There’s good news for struggling millennial homebuyer who are moving to the land of the rising sun. Japan is giving away free homes or selling them at large discounts as part of a government scheme to tackle the country’s unique housing crisis.
In 2013, more than eight million properties across Japan were unoccupied, according to a government report. And the situation is expected to worsen as the nation’s population is expected to decline from 127 million to about 88 million by 2065, according to the National Institute of Population and Social Security, meaning even fewer people will need houses.
Some of them can be yours for free or for very low prices and the government may give you a subsidy to renovate one. There are even databases devoted to helping people find these homes, known as “akiya banks”. These databases are generally organized by region.

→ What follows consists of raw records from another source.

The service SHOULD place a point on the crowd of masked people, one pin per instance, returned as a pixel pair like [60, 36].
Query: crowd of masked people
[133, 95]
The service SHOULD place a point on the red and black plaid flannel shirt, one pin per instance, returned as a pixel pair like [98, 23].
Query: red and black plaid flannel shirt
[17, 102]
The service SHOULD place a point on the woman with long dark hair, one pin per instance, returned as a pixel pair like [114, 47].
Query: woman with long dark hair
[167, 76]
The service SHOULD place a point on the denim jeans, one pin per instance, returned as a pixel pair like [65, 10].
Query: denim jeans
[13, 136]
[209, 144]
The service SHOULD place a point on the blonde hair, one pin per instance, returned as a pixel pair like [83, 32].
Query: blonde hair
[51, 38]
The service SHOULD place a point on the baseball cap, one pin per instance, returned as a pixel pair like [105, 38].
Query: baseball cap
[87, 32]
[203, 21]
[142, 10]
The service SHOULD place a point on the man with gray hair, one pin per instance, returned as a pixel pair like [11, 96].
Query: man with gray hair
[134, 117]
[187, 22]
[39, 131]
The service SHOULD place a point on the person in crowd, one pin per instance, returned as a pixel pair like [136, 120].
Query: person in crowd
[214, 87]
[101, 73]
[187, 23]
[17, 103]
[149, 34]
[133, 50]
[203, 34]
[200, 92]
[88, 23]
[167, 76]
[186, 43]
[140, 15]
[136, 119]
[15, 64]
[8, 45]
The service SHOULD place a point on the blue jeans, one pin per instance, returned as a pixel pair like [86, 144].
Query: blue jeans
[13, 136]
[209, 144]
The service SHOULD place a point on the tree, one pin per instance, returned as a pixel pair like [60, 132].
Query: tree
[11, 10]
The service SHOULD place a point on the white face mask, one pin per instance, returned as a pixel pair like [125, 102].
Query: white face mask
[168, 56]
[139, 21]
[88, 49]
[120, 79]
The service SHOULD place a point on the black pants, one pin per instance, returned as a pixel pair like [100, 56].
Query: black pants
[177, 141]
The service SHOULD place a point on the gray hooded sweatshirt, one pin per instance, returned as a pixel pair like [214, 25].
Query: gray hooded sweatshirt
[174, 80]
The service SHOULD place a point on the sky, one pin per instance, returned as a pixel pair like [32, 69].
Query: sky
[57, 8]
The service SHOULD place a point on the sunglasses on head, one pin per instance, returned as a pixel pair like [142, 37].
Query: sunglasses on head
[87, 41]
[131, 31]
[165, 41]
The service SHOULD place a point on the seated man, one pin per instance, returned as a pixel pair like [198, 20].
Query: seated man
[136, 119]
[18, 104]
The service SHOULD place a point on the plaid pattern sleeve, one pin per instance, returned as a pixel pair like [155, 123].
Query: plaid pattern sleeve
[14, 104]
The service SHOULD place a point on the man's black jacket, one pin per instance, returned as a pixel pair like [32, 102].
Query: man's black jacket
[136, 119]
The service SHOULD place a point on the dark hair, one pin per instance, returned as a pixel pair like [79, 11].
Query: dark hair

The akiya scheme aims to tackle the issue while helping young people get onto the property ladder. The scheme also hopes to revitalize towns that were expected to vanish.

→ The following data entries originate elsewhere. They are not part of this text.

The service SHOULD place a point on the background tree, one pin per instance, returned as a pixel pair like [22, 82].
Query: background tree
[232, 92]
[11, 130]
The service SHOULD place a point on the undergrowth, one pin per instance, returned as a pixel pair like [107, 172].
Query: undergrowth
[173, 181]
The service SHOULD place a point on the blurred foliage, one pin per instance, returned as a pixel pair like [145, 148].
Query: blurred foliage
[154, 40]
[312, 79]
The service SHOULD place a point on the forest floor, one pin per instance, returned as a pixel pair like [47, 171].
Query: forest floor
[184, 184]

Prices on one particular akiya database don’t go any higher than a maximum of 30 million yen (about $360,000 Australian dollars), while many properties are listed under “gratis transfer” for the sum of literally zero yen. Pay a few taxes and some agent commission fees and the place is yours.
What’s driving the government to give away homes? It’s understood that Japan’s akiya glut is due in part to the nation’s dramatically ageing population. Another factor is superstition.

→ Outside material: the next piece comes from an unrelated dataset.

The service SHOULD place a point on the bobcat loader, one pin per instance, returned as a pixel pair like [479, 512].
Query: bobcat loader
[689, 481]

Properties associated with tragedies such as suicide, murder, or “lonely deaths” are thought to bring bad luck in Japanese culture, making it harder to sell them on to a new owner and further feeding the surfeit of vacant properties that are slowly falling into disrepair around the country.
So, what do you have to do to claim one of these homes? Move to Japan, for starters, since the only requirement is a permanent resident visa. For that, you’ll just need to be a highly-skilled immigrant or have a job offer.